While the number of people who contract and die from Malaria is the developing world have been in overall decline, this article points out that we need to question our old ideas about this terrible disease for unlike Chicken Pox, it seems that Adults who contract the diesase as children can and do contract it at what appears alarming rates and that deaths from Malaria have be under estimated.

Malaria affects some of the poorest people in the world and is a factor that keeps poverty and dealth rates high.But now is not the time for the world to stop paying attention and stop finiancial support for Organizations such as the Global Fund to Fight AIDS, TB and Malaria. We could really begin to eradicate AIDS and control Malaria with continuted efforts.

With over half and to some estimates two thirds of the worlds population in dire poverty earing $2/day ( US) or less the world is robbed of over $5 Trillion in purchasing power - enough to pull some conuntries out of the recession not to mention the millions of people who could make positive contributions to our livelihoods.

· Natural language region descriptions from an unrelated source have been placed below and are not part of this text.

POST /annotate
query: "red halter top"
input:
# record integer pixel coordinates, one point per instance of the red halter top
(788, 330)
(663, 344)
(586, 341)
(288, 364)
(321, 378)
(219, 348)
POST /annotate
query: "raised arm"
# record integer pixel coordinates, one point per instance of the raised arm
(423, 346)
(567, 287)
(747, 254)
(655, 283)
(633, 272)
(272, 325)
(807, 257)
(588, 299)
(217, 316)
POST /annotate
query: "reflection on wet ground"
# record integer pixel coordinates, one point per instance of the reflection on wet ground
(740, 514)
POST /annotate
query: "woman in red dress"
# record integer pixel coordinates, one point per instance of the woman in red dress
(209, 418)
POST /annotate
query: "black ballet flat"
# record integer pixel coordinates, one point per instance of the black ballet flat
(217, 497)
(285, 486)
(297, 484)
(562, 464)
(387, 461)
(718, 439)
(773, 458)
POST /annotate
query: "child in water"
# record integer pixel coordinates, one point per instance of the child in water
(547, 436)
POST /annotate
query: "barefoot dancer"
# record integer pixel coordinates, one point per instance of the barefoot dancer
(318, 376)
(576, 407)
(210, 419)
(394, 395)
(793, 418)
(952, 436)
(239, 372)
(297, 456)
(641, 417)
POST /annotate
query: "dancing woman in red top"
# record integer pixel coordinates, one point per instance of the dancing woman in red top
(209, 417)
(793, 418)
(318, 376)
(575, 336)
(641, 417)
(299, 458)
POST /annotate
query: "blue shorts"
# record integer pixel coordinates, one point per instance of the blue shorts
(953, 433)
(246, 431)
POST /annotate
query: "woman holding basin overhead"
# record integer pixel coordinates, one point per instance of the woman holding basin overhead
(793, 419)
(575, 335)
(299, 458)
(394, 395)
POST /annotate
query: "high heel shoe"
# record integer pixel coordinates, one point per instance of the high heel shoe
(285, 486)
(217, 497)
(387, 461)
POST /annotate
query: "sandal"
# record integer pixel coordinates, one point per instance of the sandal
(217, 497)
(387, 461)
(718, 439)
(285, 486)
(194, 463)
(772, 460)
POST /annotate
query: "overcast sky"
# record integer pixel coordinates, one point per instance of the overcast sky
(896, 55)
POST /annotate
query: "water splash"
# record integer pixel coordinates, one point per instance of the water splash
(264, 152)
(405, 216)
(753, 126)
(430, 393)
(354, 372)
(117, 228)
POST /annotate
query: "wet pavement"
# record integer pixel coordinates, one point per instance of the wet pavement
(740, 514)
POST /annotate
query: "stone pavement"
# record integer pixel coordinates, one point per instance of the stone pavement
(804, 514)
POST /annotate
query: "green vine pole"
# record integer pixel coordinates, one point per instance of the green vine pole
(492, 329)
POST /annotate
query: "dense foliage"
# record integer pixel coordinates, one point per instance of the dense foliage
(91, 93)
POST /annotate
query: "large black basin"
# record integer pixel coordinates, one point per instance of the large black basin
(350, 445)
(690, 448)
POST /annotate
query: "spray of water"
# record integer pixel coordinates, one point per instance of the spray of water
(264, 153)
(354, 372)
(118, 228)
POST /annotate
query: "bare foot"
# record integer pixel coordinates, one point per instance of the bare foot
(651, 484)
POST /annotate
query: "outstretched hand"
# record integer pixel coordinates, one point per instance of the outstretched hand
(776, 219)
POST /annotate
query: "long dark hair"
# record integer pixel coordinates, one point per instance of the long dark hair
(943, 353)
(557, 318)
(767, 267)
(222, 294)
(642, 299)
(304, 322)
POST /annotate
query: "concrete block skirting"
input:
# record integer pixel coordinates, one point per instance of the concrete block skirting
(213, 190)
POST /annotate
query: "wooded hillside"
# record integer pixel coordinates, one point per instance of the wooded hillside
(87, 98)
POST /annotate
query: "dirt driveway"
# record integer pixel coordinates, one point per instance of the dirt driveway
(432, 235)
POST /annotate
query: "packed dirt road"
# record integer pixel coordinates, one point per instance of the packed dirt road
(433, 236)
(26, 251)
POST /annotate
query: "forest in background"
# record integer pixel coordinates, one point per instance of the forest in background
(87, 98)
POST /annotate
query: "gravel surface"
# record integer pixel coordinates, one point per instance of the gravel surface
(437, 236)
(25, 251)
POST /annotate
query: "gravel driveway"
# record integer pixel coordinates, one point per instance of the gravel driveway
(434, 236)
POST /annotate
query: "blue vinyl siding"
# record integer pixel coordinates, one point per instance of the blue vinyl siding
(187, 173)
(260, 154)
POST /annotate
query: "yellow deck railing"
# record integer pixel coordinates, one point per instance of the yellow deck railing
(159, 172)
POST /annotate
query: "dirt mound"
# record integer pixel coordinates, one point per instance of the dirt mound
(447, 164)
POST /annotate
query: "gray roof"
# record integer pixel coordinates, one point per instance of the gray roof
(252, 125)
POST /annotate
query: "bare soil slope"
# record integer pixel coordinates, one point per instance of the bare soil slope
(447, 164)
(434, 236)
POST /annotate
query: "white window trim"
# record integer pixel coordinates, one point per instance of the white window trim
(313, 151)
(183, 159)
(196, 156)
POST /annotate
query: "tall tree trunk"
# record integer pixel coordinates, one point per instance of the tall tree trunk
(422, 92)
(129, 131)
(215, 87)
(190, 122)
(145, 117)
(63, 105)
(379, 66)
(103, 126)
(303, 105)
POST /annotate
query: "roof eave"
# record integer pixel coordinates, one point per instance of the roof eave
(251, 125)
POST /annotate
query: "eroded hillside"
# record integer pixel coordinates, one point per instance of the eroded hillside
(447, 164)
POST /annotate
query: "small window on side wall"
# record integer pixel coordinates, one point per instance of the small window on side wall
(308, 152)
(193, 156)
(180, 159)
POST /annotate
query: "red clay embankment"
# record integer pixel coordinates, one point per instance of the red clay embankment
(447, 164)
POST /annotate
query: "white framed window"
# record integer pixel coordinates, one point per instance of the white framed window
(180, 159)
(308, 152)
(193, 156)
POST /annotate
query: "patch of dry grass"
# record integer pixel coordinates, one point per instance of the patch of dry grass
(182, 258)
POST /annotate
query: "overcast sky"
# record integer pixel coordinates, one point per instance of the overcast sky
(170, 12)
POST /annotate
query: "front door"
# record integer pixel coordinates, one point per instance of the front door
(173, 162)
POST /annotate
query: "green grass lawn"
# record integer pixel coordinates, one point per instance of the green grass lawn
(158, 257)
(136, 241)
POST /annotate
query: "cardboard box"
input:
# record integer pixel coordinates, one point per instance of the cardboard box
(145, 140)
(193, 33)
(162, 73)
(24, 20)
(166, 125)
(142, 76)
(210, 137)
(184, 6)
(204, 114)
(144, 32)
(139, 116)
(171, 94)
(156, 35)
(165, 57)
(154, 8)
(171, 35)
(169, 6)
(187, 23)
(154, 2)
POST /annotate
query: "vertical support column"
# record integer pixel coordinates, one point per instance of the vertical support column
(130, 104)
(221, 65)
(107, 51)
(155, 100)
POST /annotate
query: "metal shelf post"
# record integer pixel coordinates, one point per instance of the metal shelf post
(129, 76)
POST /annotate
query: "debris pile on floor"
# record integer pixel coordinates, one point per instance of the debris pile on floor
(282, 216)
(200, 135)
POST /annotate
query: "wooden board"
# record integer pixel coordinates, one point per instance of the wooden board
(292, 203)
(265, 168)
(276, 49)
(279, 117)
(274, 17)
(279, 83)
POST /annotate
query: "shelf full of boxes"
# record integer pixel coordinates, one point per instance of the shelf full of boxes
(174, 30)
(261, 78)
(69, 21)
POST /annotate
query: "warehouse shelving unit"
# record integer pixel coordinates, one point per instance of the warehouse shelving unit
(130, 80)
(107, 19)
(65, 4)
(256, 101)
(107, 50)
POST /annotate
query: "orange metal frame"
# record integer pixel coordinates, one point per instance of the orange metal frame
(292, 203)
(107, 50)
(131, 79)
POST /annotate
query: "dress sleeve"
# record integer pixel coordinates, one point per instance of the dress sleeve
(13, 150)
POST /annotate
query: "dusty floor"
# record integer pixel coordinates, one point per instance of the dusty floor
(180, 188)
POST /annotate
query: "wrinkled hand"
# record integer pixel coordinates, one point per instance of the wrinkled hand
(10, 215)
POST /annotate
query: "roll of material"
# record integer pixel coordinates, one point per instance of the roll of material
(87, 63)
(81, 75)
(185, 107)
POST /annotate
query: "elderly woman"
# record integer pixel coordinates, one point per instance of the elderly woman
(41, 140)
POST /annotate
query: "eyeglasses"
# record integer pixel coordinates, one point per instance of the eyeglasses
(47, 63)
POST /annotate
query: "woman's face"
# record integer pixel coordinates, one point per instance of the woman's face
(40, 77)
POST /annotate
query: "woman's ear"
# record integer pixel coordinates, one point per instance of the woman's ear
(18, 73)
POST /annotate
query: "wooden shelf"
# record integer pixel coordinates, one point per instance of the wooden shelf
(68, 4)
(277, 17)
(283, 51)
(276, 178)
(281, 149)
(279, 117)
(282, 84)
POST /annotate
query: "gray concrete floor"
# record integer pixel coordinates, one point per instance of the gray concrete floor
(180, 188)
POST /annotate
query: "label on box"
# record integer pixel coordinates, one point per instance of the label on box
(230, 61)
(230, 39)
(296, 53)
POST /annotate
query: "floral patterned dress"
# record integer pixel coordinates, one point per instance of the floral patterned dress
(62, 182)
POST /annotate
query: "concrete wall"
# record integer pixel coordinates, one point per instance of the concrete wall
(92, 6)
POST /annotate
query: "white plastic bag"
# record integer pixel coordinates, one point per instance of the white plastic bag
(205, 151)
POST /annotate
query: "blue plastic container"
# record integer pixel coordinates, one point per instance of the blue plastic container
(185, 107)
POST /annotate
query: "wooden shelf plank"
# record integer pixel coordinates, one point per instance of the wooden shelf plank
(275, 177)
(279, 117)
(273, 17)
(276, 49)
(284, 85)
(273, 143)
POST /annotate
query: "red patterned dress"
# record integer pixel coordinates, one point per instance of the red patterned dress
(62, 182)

It it time to tell congress that even in this time of cost cutting , we spend about 0>39% of our budget on Poverty Focused development and a tiny portion of that on Malaria control and prevention . It is time to we steeped up this effort and help eratdicate this terrivle disease

Gail Dolson of CA 3:57PM February 06, 2012

I am shocked that a publication such as the Lancet would publish a report funded by the Gates Foundation that also funded the genetically engineering of mosquitos for release into the wild and yet claims it has no conflict of interest <Bill Gates’ Foundation Funded Approval of Genetically Modified Mosquitoes http://ow.ly/8RVKG> This is a subject of growing controversy and The Gates Foundation has a strong vested interest to ensure their GMO mosquitoes, already being released into the wild, has justification and this article seems to serve their purpose. Further the Gates Foundation is funding insecticide-laden mosquito nets which common sense means breathing in insecticides while sleeping. Collusion at it's worst.

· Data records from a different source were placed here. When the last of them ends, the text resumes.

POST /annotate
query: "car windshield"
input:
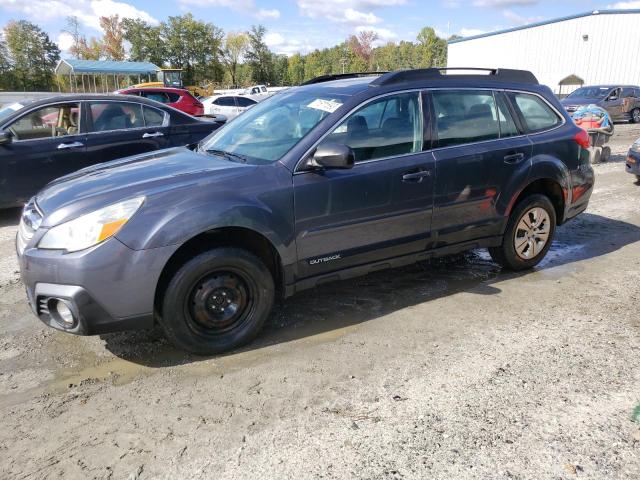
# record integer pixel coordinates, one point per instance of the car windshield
(268, 130)
(590, 92)
(9, 109)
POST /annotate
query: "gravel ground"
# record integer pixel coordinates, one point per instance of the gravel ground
(451, 370)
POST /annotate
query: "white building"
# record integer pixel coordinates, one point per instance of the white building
(600, 47)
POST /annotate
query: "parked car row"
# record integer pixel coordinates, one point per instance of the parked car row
(622, 102)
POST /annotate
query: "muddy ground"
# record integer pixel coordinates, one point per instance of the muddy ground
(452, 370)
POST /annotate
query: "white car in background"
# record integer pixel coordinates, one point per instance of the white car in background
(228, 105)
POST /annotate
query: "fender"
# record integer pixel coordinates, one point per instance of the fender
(194, 211)
(543, 167)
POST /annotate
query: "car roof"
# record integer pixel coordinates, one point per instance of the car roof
(353, 86)
(181, 91)
(78, 97)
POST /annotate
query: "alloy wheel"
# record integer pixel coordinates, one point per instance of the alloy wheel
(532, 233)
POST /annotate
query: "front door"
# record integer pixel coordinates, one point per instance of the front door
(120, 129)
(46, 144)
(381, 208)
(479, 150)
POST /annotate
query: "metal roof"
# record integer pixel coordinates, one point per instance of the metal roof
(547, 22)
(72, 66)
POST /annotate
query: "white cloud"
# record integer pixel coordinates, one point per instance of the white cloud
(288, 45)
(470, 32)
(64, 41)
(87, 11)
(624, 5)
(384, 34)
(266, 14)
(245, 6)
(354, 12)
(518, 19)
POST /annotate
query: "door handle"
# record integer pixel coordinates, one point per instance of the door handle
(514, 158)
(64, 146)
(416, 176)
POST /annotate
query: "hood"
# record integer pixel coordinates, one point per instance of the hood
(142, 175)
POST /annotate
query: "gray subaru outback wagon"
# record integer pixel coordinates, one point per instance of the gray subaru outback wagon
(345, 175)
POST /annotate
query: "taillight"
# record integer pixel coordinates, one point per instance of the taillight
(582, 138)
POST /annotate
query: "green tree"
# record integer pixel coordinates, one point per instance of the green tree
(295, 69)
(73, 29)
(146, 44)
(235, 46)
(112, 41)
(193, 46)
(33, 55)
(258, 56)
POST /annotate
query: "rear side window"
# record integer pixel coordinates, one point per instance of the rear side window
(465, 116)
(153, 117)
(108, 116)
(156, 96)
(537, 115)
(245, 102)
(225, 102)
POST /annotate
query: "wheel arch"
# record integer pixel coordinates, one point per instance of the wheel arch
(228, 236)
(549, 187)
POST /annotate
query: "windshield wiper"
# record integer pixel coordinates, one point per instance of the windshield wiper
(229, 155)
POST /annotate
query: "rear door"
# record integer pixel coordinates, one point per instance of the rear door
(47, 143)
(119, 129)
(380, 208)
(479, 150)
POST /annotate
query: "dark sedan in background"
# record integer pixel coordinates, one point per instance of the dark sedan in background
(622, 102)
(45, 139)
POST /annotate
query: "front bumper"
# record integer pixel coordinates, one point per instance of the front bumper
(632, 165)
(108, 288)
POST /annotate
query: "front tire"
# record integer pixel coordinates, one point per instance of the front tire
(529, 234)
(217, 301)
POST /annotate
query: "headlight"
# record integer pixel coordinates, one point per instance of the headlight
(90, 229)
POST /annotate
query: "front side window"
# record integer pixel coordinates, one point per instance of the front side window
(225, 102)
(535, 112)
(267, 131)
(47, 122)
(108, 116)
(465, 116)
(153, 117)
(386, 127)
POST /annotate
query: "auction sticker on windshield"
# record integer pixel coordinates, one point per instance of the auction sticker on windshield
(325, 105)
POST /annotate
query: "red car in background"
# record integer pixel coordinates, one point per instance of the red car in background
(174, 97)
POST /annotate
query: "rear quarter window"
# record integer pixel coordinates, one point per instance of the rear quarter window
(536, 114)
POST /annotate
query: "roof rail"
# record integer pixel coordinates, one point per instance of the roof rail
(340, 76)
(500, 74)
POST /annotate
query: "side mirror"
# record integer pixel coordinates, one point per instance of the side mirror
(6, 138)
(333, 155)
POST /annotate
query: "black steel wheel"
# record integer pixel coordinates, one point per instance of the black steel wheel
(217, 301)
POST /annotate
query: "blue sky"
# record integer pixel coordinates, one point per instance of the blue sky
(302, 25)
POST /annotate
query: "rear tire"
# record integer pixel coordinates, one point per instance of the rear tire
(529, 234)
(217, 301)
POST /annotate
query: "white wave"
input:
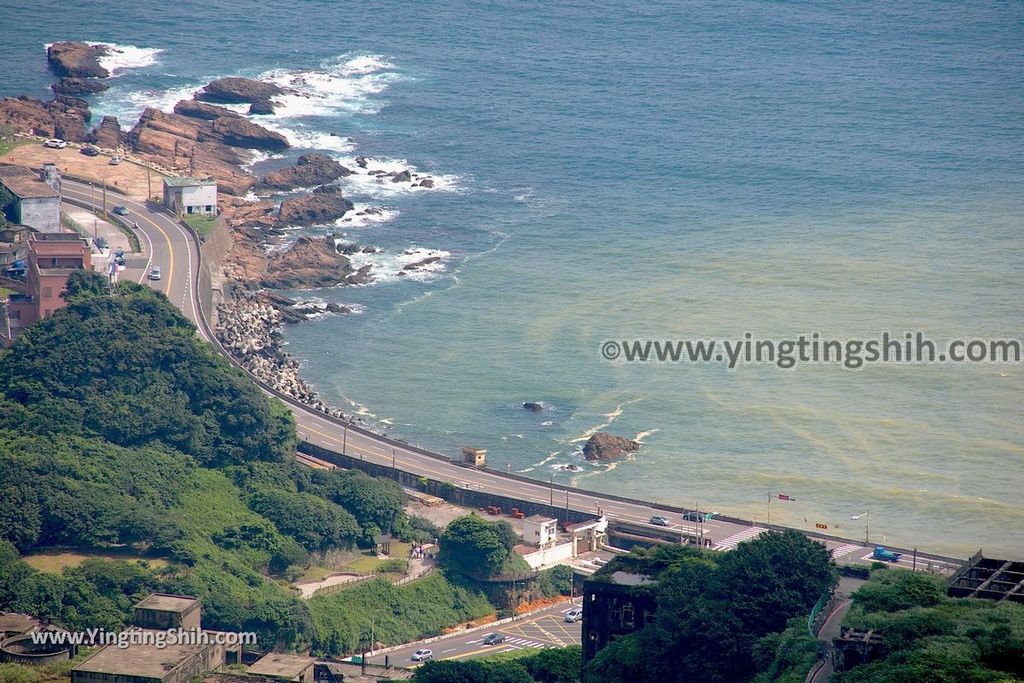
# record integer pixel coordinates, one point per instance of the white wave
(301, 136)
(388, 266)
(375, 181)
(121, 57)
(608, 419)
(644, 434)
(338, 86)
(358, 216)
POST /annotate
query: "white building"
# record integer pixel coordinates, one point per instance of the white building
(540, 530)
(34, 202)
(190, 196)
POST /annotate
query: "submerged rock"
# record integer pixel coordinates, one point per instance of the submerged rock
(603, 445)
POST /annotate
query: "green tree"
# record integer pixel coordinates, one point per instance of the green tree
(473, 547)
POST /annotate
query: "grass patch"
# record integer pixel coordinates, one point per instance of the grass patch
(368, 563)
(55, 561)
(202, 224)
(399, 613)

pdjmoo of CA 9:42PM February 03, 2012

Mr. Shiff, no one is saying that chicken pox and malaria are the same disease or that someone afflicted with chicken pox goes through the same thing as someone afflicted with malaria. But it is commonly taught that children exposed to malaria who don’t die from it won’t die from the disease as an adult. The IHME study debunks that thinking – how is that different from what’s taught about chicken pox—that if you get it as a child, you won’t get it as an adult?